When asked if he’s had any trouble delegating authority, Newman replies, "I come from working in the field with my hands, so it’s hard to just stand back and not be involved. My guys probably think I’m too hands-on, and proper management would prob¬ably involve delegating more. I’m always catching myself. But I do delegate. I couldn’t manage a company this large without doing so.” Annual revenues approach $20 million, and employees number from 150 to 200.
Each estimator/manager focuses on his own market area. One looks at government projects, mainly schools and public works. Another works a lot on tenant improvement and medium size shell-core work, and a third works on larger shell-core work. All three do retro¬fits. A fourth estimator/manager is in training.
Newman credits much of his success to his employees. "The success of any company is its employees and the relationships they create,” he says. "I couldn’t ask for better employees. They treat this company as if it’s their own, and that’s all I could ever ask for. I’ve been told this is a good company to work for. I do my best to help, and am always pushing for more training and benefits.”
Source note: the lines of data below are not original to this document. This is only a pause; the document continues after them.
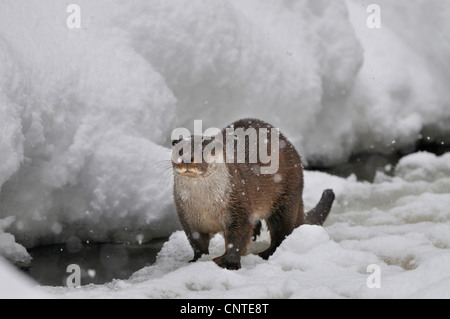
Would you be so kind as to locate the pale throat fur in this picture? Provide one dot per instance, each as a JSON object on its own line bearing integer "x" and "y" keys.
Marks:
{"x": 204, "y": 199}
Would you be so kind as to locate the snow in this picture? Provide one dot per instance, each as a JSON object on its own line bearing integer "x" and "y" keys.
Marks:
{"x": 86, "y": 117}
{"x": 16, "y": 285}
{"x": 400, "y": 223}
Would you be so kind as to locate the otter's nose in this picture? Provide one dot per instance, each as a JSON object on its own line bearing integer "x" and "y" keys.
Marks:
{"x": 186, "y": 159}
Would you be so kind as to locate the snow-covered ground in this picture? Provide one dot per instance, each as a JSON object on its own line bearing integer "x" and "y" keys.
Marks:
{"x": 401, "y": 224}
{"x": 86, "y": 117}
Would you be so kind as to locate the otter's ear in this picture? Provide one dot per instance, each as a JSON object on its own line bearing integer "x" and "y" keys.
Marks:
{"x": 175, "y": 142}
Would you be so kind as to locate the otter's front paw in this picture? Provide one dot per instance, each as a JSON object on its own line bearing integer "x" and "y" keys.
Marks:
{"x": 225, "y": 262}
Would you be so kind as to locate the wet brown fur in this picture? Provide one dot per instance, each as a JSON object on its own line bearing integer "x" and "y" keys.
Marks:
{"x": 240, "y": 196}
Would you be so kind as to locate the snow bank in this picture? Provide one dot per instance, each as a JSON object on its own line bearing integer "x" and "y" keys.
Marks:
{"x": 401, "y": 224}
{"x": 86, "y": 115}
{"x": 9, "y": 248}
{"x": 16, "y": 285}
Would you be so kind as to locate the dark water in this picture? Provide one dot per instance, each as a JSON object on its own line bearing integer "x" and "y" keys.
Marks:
{"x": 99, "y": 263}
{"x": 365, "y": 165}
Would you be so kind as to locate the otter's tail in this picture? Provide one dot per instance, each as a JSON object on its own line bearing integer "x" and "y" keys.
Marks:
{"x": 318, "y": 214}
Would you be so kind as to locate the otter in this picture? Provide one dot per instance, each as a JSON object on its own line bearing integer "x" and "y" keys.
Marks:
{"x": 233, "y": 198}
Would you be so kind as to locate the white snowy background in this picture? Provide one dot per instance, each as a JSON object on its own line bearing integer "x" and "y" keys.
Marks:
{"x": 86, "y": 117}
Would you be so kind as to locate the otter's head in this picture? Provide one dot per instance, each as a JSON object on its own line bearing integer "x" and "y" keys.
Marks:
{"x": 197, "y": 157}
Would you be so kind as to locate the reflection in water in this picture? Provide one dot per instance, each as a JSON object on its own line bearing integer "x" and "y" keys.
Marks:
{"x": 99, "y": 263}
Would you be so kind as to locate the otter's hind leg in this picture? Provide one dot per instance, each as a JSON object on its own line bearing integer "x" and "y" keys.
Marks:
{"x": 281, "y": 223}
{"x": 200, "y": 244}
{"x": 238, "y": 235}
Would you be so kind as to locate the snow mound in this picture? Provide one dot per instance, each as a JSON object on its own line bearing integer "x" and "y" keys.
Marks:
{"x": 401, "y": 225}
{"x": 9, "y": 248}
{"x": 16, "y": 285}
{"x": 86, "y": 114}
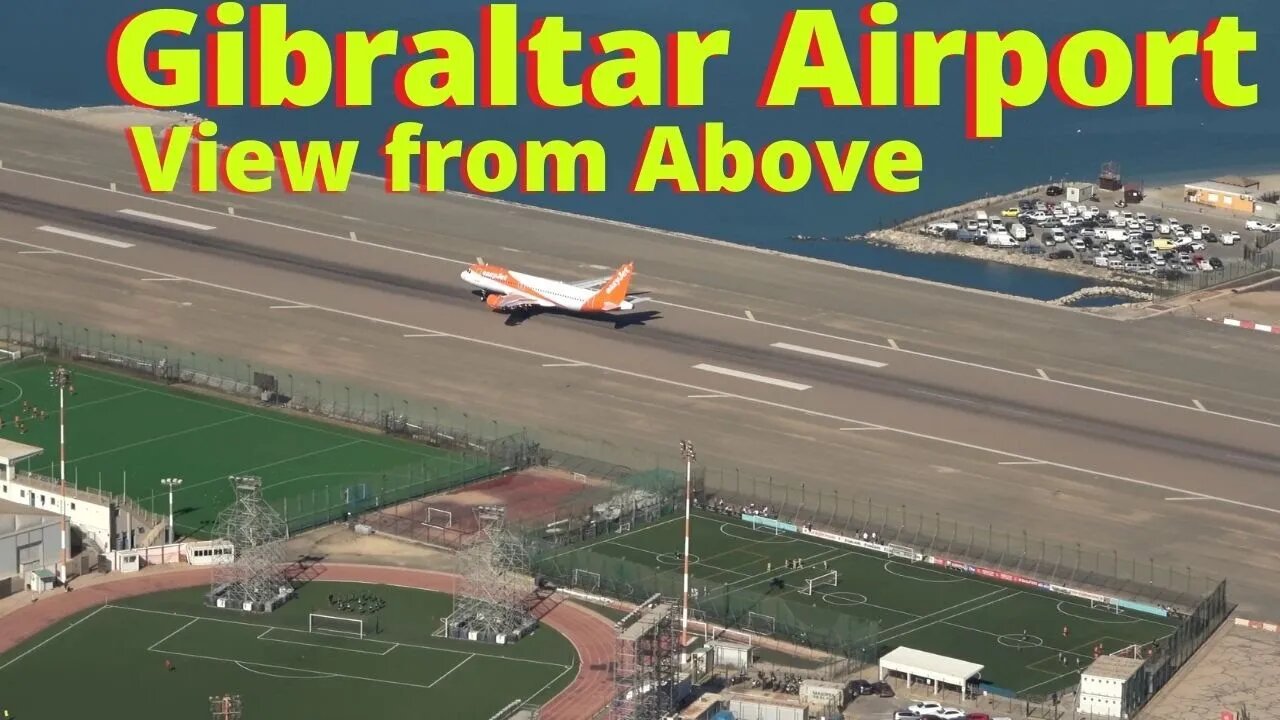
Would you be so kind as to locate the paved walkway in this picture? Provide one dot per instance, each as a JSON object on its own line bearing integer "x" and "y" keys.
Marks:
{"x": 590, "y": 633}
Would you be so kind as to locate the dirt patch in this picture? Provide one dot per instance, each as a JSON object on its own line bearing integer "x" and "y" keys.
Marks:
{"x": 533, "y": 496}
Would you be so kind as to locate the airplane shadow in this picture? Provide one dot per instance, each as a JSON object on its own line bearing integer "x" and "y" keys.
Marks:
{"x": 617, "y": 320}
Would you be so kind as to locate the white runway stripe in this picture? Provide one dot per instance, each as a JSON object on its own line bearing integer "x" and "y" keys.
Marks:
{"x": 753, "y": 377}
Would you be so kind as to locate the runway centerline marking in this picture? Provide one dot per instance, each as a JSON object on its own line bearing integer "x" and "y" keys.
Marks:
{"x": 892, "y": 345}
{"x": 679, "y": 383}
{"x": 744, "y": 376}
{"x": 178, "y": 222}
{"x": 85, "y": 236}
{"x": 828, "y": 355}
Newman notes that six years ago there were no Hispanics in his work force. Now they comprise 50 percent. "I feel great about it,” he says. "They want to work hard and to learn. If it wasn’t for them we would not have been able to grow the way we have.” He adds he’s working to improve the language communi¬cation from both sides.
Off and On the Track
Newman and his wife, Kimberly, have three children: Mikayla, 11; Mason, 14; and Jay, 16. Newman likes to fish and golf when he can, which isn’t often, because his competitive nature has typically had him put in long hours, though he’s cut back some. "I used to work from dark to dark,” he says, "but now I start at about 5:30 or 6 a.m. and leave between 3 and 5 p.m.”
This still doesn’t mean he’s leading a laid-back life: He devotes as much time as he can to what is almost a second pro¬fession—racecar driving. He races at a professional level with some of the fastest cars in the world, cars that have between 800 and 900 horsepower and weigh about 1,300 pounds. Newman not only races, he builds his own cars. Typically, as do others, he buys different components from different manufacturers, and then has them assembled in his own shop.
He doesn’t make his living in this profession, as do the other drivers. If he did, it would be a job that requires 70 to 80 hour a week. As it is, during the periods when he is racing, he is at it every evening and during weekends. He can be on only 12 outings a year, but these usually involve considerable travel.
At age 50, he says he has been too old to drive for 10 years, so now he is in the process of handing over the wheel to his oldest son, Jay. But at Firstline Systems, Newman shows no signs of slowing down.